The report which was released over a month ago states that there is no provision for mandatory maternity or paternity leave.
The government, the report stated, has indicated that there has been no recourse to the courts regarding sexual harassment, although incidents have certainly occurred.
Job vacancy notices routinely specify the sex of the candidate employee and the continuing existence of traditionally male- or female-dominated areas of work make it clear that work in Guyana is largely divided along gender lines, it stated.
According to the report, it was also estimated that half the women in Guyana live in conditions of poverty and that one third of female heads of households are living in absolute poverty.
Informal workers, mainly women and children, are paid less than the minimum wage, according to the ITUC report.
At the same time, women occupy the majority of positions within the public sector, and loan conditionality from the international lending institutions that demand a smaller public sector stand to have disproportionate impact on women.
In order to apply and actively promote the Prevention of Discrimination Act, the government established a Women’s Affairs Bureau in the Ministry of Labour, it noted, in order to monitor the legal rights of women, and provide employment-related services and seminars on leadership and gender equity for women throughout the country.

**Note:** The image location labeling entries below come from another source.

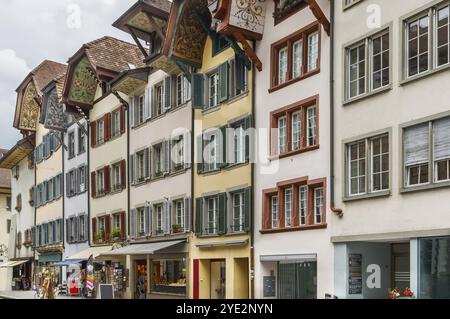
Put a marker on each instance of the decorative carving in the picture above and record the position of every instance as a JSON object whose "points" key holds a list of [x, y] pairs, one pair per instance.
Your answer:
{"points": [[55, 118], [248, 15], [30, 109], [84, 85], [190, 38]]}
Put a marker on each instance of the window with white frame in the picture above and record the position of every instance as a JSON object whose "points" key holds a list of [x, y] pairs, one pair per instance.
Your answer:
{"points": [[238, 212], [274, 211], [115, 123], [100, 131], [179, 215], [213, 89], [318, 205], [303, 204], [212, 208], [288, 207], [368, 165]]}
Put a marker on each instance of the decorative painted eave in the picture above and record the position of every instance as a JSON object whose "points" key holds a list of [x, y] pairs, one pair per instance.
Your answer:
{"points": [[21, 150], [185, 37], [130, 81]]}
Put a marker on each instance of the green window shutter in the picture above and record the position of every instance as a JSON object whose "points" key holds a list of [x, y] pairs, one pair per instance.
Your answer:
{"points": [[200, 161], [222, 213], [239, 71], [248, 124], [198, 101], [223, 82], [198, 216], [248, 204], [223, 147]]}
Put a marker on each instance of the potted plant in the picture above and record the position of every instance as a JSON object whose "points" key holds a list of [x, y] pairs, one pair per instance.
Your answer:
{"points": [[176, 228], [394, 293], [116, 233]]}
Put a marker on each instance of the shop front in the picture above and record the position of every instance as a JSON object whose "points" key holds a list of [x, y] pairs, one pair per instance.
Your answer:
{"points": [[157, 270]]}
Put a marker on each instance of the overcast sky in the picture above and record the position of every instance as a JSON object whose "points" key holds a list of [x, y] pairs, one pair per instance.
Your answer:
{"points": [[32, 31]]}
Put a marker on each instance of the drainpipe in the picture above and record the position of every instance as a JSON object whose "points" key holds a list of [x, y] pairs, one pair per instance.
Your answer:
{"points": [[333, 208], [252, 214]]}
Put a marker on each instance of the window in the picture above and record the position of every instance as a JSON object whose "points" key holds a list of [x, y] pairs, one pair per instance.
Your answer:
{"points": [[179, 216], [115, 123], [318, 205], [212, 215], [288, 207], [238, 212], [213, 86], [159, 99], [141, 221], [303, 204], [295, 57], [368, 163], [178, 153], [140, 110], [294, 205], [296, 127], [159, 219], [427, 38], [117, 183], [100, 125], [274, 211], [81, 140], [100, 181]]}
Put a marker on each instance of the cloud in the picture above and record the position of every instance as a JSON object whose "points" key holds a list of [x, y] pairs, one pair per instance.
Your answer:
{"points": [[12, 71], [39, 30]]}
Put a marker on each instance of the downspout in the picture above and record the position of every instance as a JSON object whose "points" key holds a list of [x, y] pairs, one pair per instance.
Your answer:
{"points": [[252, 214], [333, 208]]}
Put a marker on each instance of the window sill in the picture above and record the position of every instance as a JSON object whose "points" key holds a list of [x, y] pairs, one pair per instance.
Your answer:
{"points": [[380, 194], [413, 189], [425, 74], [367, 95], [292, 229], [289, 82]]}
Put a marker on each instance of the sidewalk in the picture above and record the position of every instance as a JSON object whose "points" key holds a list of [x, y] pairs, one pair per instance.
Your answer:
{"points": [[26, 295]]}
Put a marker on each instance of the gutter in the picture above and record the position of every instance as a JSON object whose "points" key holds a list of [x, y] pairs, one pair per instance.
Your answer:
{"points": [[333, 208]]}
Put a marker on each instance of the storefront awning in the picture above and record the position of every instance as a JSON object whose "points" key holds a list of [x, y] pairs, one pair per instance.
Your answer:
{"points": [[290, 258], [146, 249], [13, 263], [94, 251]]}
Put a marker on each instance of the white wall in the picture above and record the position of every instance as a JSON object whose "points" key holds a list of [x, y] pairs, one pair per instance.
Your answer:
{"points": [[314, 164]]}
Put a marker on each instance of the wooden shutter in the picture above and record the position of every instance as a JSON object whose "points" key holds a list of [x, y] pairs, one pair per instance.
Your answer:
{"points": [[200, 160], [107, 177], [198, 100], [248, 208], [223, 82], [93, 134], [222, 213], [187, 214], [123, 174], [122, 120], [93, 185], [94, 229], [107, 228], [198, 216], [123, 228], [167, 93], [107, 126], [239, 72]]}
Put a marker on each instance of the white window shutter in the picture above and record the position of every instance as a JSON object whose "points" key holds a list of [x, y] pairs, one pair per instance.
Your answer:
{"points": [[416, 144], [441, 131]]}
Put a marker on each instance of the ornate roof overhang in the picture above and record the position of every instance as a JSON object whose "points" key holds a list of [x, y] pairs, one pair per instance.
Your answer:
{"points": [[21, 150], [130, 81], [185, 36]]}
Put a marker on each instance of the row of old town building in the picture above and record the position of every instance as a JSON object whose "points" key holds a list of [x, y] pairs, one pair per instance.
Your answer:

The government has further established the Indigenous Peoples’ Commission and the Women and Gender Equality Commission and executed various activities and programmes under the auspices of the Guyana National Plan of Action for Women, including the establishment of the Guyana Women’s Leadership Institute, Gender Sensitive Initiatives of the Ministry of Education, and training and outreach programmes.
However, the report noted that there is little access to education for girls outside the capital.
Guyana had signed on to the Equal Remuneration and Convention on Discrimination (Employment and Occupation), both in 1975. The law prohibits discrimination based on gender.
But according to the ITUC report, female unemployment is much higher than that of men.